Na cultura de mediocridade criou-se a sensação que esta gentinha sem escrúpulos, que funciona como sangue-sugas, é parte do jogo, parte fundamental. Eles gostam de acreditar nisso e a muitos têm deveras enganado. Mas os que temos saudades de ver a bola rolar, os que andam a ver jogos antigos, a jogar jogos virtuais e a sonhar com tocar ou ver mexer o esférico, finalmente perceberam que esse esterco não tem lugar no futebol. Que sem eles tudo é mais saudável. Porque tudo isto tem mostrado que nós, os adeptos, os que não lucramos nada com isto do jogo e que até perdemos dinheiro, paciência, anos de vida ou cabelo à custa do stress que ganhamos quando a bola chega aos pés daquele lateral que não sabe centrar, temos descoberto neste vazio que somos quase todos iguais e que é muito mais aquilo que nos une, como adeptos, do que aquilo que nos separa. Ao invés do que uma cultura de ódio sempre quis fazer crer.

Ao contrário do dono desta tasca, sábio a gerir o seu tempo livre, eu perdi muito do meu a ver jogos. O FC Porto é o meu clube desde que tenho memória e, só ao vivo, devo ter visto mais de duzentos jogos, para não falar nos televisionados mas, realmente, essa percentagem é pequena se comparar com os milhares de jogos que vi desde tempos imemoriais até há três semanas atrás.

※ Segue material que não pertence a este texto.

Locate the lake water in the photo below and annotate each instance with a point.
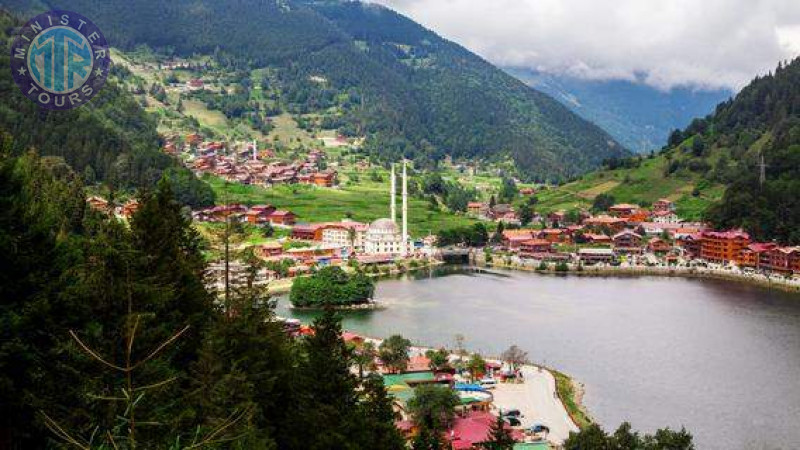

E sabem o que me chama sempre a atenção? Que somos todos iguais. Somos, os adeptos. Ouvimos no estádio cânticos que a claque copia de italianos dos anos 90 (vejam um Fiorentina vs Lazio de 98 e vão entender), todos achamos que nós somos o clube da mística, da raça, de fazer as coisas bem, todos nos sentimos especiais ao abraçar um emblema, umas cores. Todos repetimos o mesmo discurso, porque todos estamos apaixonados e a minha mulher é a mais bonita do mundo e de certeza que é mais do que a tua (que não deixa de ter umas boas coxas, atenção) e fazemos isso desde a crença, desde a positividade. Encontramos, ou encontraram por nós, slogans em que acreditamos a pés juntos, mas repetimos todos o mesmo padrão de comportamentos dentro e fora do estádio. 

Os roubos são sempre CONTRA nós, os árbitros são sempre comprados pelos OUTROS, os meus jogadores são os melhores e quando são maus são os piores. Como assim o teu lateral direito é pior do que o meu? Todos tivemos ídolos que foram os maiores, decepções que foram as piores, transferências recordes porque nós é que valemos ou negócios que falharam, porque nós é que sabemos negociar. A frase é sempre a mesma, muda a cor e nada mais. 

Sentem-se a ver tranquilamente um jogo ao lado de alguém de um clube rival e vejam como são vocês, a cruzar o espelho como a catraia. Não há rivalidade sem futebol e futebol sem rivalidade. É saudável e alimenta a alma. mas vejam The English Game e entendam que até no início havia rivalidade. Mas também união. Há países onde isso se perdeu, outros onde nem tanto, mas essa é a realidade e para interesses próprios foi substituída pela cultura do ódio. 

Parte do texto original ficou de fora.